Back to: MICROBIOLOGY 500 LEVEL
Welcome to class!
My intelligent microbiologist-in-training, I’m so glad to see you in class today! You’re doing an amazing job so far, and today we’re learning about something that’s not just shaping science in Nigeria but across the world—CRISPR. This isn’t just any science term; it’s one of the biggest scientific breakthroughs of our generation. And guess what? It all started with a humble bacteria trying to protect itself—imagine that!
Let’s understand the History and Mechanism of CRISPR, using simple examples and relatable ideas, just like we always do.
History And Mechanism Of Crispr
History of CRISPR
CRISPR stands for Clustered Regularly Interspaced Short Palindromic Repeats. Sounds complex, right? But don’t worry, we’ll keep it human.
Back in the 1980s, scientists studying bacteria noticed some strange repeated patterns in their DNA. These patterns didn’t make much sense at first, so they were quietly documented and not really understood.
Fast forward to the early 2000s, scientists discovered something amazing: these repeated DNA sequences were part of a defence system. Bacteria were using them to defend themselves against viruses—yes, even bacteria can catch viruses!

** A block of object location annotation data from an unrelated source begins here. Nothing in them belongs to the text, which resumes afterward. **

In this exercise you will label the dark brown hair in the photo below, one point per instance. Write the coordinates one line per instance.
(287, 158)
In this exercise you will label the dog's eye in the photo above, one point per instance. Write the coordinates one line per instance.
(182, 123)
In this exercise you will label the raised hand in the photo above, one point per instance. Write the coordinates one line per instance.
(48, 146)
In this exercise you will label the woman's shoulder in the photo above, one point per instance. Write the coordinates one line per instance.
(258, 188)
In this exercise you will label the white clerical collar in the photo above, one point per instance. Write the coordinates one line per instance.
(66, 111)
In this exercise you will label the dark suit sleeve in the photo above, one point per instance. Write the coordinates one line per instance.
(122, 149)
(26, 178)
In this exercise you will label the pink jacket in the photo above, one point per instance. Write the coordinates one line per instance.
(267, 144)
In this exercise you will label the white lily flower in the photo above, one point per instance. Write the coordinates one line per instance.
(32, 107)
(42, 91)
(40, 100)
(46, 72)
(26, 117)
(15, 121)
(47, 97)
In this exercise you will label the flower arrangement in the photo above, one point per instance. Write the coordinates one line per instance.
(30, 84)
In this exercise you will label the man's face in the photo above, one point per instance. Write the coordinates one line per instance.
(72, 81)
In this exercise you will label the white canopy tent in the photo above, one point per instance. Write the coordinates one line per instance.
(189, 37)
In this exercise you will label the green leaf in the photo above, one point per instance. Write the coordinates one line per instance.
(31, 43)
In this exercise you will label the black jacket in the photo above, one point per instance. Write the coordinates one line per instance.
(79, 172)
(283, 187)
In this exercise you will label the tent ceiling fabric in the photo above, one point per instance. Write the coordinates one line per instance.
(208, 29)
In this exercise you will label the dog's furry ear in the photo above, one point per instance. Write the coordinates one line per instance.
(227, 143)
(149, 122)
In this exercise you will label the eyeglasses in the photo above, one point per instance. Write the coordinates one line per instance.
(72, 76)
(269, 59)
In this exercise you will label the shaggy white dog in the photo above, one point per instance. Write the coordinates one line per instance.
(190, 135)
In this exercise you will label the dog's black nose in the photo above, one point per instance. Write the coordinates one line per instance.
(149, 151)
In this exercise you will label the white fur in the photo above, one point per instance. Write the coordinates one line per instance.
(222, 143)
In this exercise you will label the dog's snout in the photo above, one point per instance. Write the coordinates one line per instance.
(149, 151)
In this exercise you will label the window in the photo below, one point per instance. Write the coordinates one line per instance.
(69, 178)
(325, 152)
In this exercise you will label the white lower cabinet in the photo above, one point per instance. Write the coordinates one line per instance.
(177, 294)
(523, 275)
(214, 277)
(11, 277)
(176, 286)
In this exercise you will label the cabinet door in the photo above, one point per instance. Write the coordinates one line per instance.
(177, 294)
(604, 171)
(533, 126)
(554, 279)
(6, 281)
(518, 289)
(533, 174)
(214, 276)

This discovery led to one of the most powerful gene-editing tools ever created. In 2012, researchers Jennifer Doudna and Emmanuelle Charpentier developed a way to use the CRISPR system to cut and edit DNA precisely—like a pair of molecular scissors. Their work won the Nobel Prize in Chemistry in 2020.
So, what started in bacteria is now used in treating diseases, modifying crops, and even fighting sickle cell anaemia!
Mechanism of CRISPR
Let’s explain CRISPR using a real-life story. Imagine a school in Abuja where students have notebooks. Sometimes, bullies (viruses) sneak in and scribble bad things in their books. So, the students start copying the names of these bullies and keeping the records in a “watchlist” notebook. If the bully ever returns, the student quickly recognises the name and crosses it out with a red pen. That’s how CRISPR works in bacteria!
Here’s a breakdown of the mechanism:
Invasion – A virus attacks a bacterium and injects its DNA.
Capture – The bacterium cuts out a piece of the viral DNA and stores it in its own genome, like a memory.
Guide RNA creation – When the virus comes back, the bacterium makes an RNA copy of the stored DNA (called guide RNA).
Cas9 Activation – The RNA teams up with a protein called Cas9, which acts like scissors.
Attack and destroy – The guide RNA leads Cas9 to the matching viral DNA, and Cas9 cuts it up—destroying the threat.
Now, scientists use this same system to edit any DNA they want: in humans, animals, plants—you name it.
Applications in Real Life
In Nigeria, researchers can use CRISPR to study genes in crops like cassava or yam and improve their resistance to disease or drought.
It’s also being tested for treating genetic conditions like sickle cell anaemia, which affects many Nigerians.
Summary
- CRISPR began as a natural defence system in bacteria to fight off viruses.
- Scientists adapted this system to create a powerful gene-editing tool using guide RNA and Cas9 protein.
- CRISPR allows precise cutting and editing of DNA and is now used in medicine, agriculture, and research worldwide.
Evaluation
- What does CRISPR stand for?
- Briefly describe how bacteria use CRISPR to defend against viruses.
- Mention one application of CRISPR that is relevant to Nigeria.
You’ve just unlocked one of the most revolutionary discoveries in modern science—and you understood it in a way that connects to your own world. Remember, the future of CRISPR in Nigeria depends on bright learners like you. Keep your mind open, your heart curious, and your spirit unstoppable. You’re doing great things already—see you in the next exciting Afrilearn class!